Emerging from a nitrate fire in 1963, Quentin Tarantino was fed only exploitation films, spaghetti Westerns and actual spaghetti until he was old enough to thirst for blood. He found his way into the film industry as a PA on a Dolph Lundgren workout video, as a store clerk at Video Archives and by getting encouragement to write a screenplay by the very man who would make a name for himself producing Tarantino’s films.
Peter Bogdanovich (and probably many others) think of him as the most influential director of his generation, and he’s got the legendary story to back it up — not to mention line-busting movies like Pulp Fiction, Inglourious Basterds and Django Unchained under his belt. He’s also the kind of name that makes introductions like this useless.
So here’s a bit of free film school (for fans and filmmakers alike) from a guy who really loves Hi Diddle Diddle and plans to keep 35mm alive as long as he’s rich enough to do it.
Lie Until People Think You Worked With Godard
“What happens when you start out acting, you gotta have a resume, and if you ain’t done nothin’, you can’t write ‘Nothing.’ People aren’t gonna pay attention to that so you’ve gotta lie. Alright? I had better luck at it than most because I knew a lot about movies and stuff. I was a fan of Jean-Luc Godard, and he’d just had a movie come out. It was from Cannon back in the 80s or something called King Lear. Woody Allen is in it for a moment, and Molly Ringwald is in it, and I saw it. And, it’s like, there’s no way in hell anyone’s gonna see this movie, so I wrote down under ‘Motion Pictures’ on my resume, ‘King Lear – dir. Jean-Luc Godard w/ Woody Allen, Molly Ringwald.’
I even did that with another movie, too, called Dawn of the Dead, you know, the George Romero zombie movie. Well there was a motorcycle guy in the motorcycle gang who kinda looked like me, so I just said it was.”
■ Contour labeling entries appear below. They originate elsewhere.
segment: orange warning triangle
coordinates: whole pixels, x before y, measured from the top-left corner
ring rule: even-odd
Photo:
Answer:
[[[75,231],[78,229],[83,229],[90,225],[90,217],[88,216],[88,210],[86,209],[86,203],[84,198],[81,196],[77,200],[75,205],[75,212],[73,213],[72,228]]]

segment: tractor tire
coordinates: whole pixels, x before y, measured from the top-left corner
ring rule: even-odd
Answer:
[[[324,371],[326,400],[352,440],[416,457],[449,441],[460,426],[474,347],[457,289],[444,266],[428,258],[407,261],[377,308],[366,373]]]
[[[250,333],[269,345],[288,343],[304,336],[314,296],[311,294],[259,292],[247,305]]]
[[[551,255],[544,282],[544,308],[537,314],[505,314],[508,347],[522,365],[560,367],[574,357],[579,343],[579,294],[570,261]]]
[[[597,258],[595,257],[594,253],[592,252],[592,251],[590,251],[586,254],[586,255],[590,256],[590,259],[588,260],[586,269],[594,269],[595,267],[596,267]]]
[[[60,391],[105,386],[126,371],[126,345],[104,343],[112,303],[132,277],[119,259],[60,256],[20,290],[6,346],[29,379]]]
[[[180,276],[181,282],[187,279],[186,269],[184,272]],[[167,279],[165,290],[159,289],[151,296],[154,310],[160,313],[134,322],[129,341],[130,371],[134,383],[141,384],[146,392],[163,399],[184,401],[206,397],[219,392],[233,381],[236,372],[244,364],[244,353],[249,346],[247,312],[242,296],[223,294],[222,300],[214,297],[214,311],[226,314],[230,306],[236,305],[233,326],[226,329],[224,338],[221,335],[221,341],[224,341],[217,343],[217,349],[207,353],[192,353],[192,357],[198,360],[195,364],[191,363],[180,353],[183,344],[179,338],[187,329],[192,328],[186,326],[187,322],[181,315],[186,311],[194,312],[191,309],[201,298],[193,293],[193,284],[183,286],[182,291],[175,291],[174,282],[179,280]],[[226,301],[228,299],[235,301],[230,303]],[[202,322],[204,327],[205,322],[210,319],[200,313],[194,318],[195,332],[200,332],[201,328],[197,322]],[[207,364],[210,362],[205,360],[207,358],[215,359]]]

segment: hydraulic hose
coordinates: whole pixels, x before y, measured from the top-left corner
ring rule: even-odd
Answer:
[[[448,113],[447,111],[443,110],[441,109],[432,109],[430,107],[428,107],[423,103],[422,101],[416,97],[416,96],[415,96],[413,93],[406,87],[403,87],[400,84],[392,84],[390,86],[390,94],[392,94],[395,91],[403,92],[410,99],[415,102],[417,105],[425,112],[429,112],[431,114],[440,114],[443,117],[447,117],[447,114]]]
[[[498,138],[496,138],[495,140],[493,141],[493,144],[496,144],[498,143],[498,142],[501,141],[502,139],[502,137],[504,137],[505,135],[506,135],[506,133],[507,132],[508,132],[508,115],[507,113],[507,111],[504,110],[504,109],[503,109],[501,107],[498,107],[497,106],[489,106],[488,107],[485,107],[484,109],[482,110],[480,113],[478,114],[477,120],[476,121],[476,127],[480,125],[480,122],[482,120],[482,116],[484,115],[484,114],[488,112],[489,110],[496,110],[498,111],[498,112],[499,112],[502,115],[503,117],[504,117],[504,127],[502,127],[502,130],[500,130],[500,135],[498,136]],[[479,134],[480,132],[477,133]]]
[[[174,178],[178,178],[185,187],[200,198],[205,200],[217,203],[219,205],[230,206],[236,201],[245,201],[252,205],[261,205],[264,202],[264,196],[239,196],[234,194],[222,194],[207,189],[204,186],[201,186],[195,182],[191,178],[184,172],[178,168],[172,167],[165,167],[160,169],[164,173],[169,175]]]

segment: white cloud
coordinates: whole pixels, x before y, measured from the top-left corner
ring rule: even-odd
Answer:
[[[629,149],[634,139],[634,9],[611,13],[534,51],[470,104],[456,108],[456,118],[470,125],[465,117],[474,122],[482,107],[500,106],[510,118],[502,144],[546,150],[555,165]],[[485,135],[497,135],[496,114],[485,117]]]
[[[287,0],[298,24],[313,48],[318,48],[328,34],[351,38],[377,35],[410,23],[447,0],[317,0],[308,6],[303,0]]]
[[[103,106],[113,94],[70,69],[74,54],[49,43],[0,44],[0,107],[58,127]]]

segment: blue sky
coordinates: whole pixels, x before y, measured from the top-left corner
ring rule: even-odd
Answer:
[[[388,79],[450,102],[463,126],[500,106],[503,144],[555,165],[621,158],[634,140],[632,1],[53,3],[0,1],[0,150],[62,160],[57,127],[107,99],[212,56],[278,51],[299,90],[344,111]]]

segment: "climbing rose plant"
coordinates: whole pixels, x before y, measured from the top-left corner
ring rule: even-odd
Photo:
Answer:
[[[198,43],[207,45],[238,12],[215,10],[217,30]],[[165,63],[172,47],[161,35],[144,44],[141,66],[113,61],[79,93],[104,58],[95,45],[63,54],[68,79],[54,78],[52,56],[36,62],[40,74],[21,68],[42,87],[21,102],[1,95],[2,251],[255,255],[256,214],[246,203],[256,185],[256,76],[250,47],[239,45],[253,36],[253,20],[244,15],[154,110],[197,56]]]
Tarantino is quick to point out that he had the lies down, providing anecdotes from the set and details from the movies. The King Lear lie eventually seeped into his biography in press notes after Reservoir Dogs, but since he found it funny (and never corrected the mistakes), the lie spread even further. He was eventually listed in Leonard Maltin’s “Movies On TV” as being in the cast of Godard’s film.
Sadly, IMDB doesn’t list him in it.
Of course, there are a ton of people lying to get work in the movie business, so if you’re going to do it, know what you’re talking about and go with gusto. It might also help to know as much about movies as Tarantino.
Good Artists Borrow, But Great Artists?
“I steal from every movie ever made.”
This may be a key deconstructive criticism for his work, but it might also be that he’s simply more honest than everyone else. If we can’t help but pick bits of inspiration from everything, why not be direct? Why not blend them all together to make something new that looks familiar? Who says a director can’t be more like a DJ?